Potentially related to pre-fetching problems seen in https://github.com/microsoft/DeepSpeed/issues/1069
Method to reproduce is: https://gist.github.com/stephenrawls/1d396fe3f3c63ec1dc7edf85747503e5
we havent been updating this issue, but we were seeing the same issues even after optimizations to stage3 discussed in https://github.com/microsoft/DeepSpeed/issues/1069 and trying to figure out why (optimizations: https://github.com/jfc4050/DeepSpeed/tree/stage3)
i think i found the biggest (there's other smaller factors) culprit
with the blocking HtoD copy. note the cudaStreamSynchronize calls. The tensors are in pinned memory and i dont think we need to block the python process on the copies as long as the allgathers are still blocked on them

with non-blocking HtoD copy (commit for the fix https://github.com/jfc4050/DeepSpeed/commit/0d1ac060a26cf155b55be82305caf0f76b5f2cd4)
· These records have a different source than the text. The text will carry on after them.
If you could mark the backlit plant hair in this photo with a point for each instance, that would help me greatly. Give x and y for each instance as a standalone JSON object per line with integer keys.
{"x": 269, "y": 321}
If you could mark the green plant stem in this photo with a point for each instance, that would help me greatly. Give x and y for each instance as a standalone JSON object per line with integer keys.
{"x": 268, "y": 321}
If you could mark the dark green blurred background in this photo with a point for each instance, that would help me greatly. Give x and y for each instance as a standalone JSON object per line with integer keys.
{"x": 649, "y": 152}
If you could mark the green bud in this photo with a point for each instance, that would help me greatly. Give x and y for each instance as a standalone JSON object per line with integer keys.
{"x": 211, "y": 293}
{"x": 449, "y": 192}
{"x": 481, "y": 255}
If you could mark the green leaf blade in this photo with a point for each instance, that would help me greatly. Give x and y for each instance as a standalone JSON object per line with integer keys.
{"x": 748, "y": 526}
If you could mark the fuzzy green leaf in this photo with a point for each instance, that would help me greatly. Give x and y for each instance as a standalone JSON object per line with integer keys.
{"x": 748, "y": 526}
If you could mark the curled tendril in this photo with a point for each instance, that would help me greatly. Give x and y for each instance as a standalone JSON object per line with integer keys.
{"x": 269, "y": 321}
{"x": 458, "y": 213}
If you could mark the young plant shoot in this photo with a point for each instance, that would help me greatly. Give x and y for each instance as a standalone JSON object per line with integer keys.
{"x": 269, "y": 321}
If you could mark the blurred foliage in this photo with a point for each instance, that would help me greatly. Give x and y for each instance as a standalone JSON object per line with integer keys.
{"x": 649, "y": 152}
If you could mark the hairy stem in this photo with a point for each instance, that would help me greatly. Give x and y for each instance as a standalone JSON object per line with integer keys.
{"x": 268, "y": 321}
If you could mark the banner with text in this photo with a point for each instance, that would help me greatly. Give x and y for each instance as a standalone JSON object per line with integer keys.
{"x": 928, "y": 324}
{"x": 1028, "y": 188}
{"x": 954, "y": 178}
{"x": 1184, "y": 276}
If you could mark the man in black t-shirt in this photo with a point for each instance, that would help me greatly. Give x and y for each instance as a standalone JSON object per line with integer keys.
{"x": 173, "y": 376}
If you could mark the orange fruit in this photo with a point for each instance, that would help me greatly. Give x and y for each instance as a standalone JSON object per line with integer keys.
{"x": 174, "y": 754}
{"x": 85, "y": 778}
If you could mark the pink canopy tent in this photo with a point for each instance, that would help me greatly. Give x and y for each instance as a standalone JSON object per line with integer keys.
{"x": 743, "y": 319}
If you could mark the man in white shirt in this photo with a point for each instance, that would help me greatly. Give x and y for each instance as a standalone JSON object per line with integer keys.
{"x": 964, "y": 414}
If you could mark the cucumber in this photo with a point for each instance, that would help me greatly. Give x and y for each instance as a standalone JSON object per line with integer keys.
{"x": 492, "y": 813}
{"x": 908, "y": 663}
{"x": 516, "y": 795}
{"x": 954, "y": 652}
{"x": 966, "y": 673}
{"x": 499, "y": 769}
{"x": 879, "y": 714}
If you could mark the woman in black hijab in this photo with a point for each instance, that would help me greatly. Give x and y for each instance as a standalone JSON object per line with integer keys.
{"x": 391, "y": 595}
i havent fully verified correctness yet, but based on behavior when there is no prefetching, seems like it is fine to make the copy non-blocking

getting 21.75 TFLOPS/GPU (single p3dn) after the fix
@jfc4050, thanks for sharing this update. Are you doing NVMe offload as well similar to the original post?
@tjruwase yes results were with NVMe offload (optimizer states and params). here's the full config
ds_config = {
"wall_clock_breakdown": False,
"train_micro_batch_size_per_gpu": 8,
"gradient_accumulation_steps": 1,
"gradient_clipping": 1.0,
"fp16": {"enabled": True},
"zero_optimization": {
"stage": args.zero_stage,
"overlap_comm": True,
"contiguous_gradients": True,
"reduce_bucket_size": 1.5e8,
"allgather_bucket_size": 1.5e8,
"stage3_max_live_parameters": 1e9,
"stage3_param_persistence_threshold": 1e3,
"offload_optimizer": {
"device": "nvme",
"nvme_path": "/ssd1",
"pin_memory": False,
},
"offload_param": {
"device": "nvme",
"nvme_path": "/ssd1",
"pin_memory": False,
},
},
"activation_checkpointing": {
"partition_activations": False,
"contiguous_memory_optimization": False,
"number_checkpoints": 50,
"cpu_checkpointing": False,
"profile": True,
},
"optimizer": {
"type": "Adam",
"params": {
"lr": 1e-4,
"betas": [0.9, 0.95],
"eps": 1e-8,
"weight_decay": 0.1,
},
},
}
Any update for this issue? Have it been solved?
@butterluo, unfortunately this thread went cold almost 2 years ago. The code has changed substantially. Can you please open a new issue and share your experience? Thanks!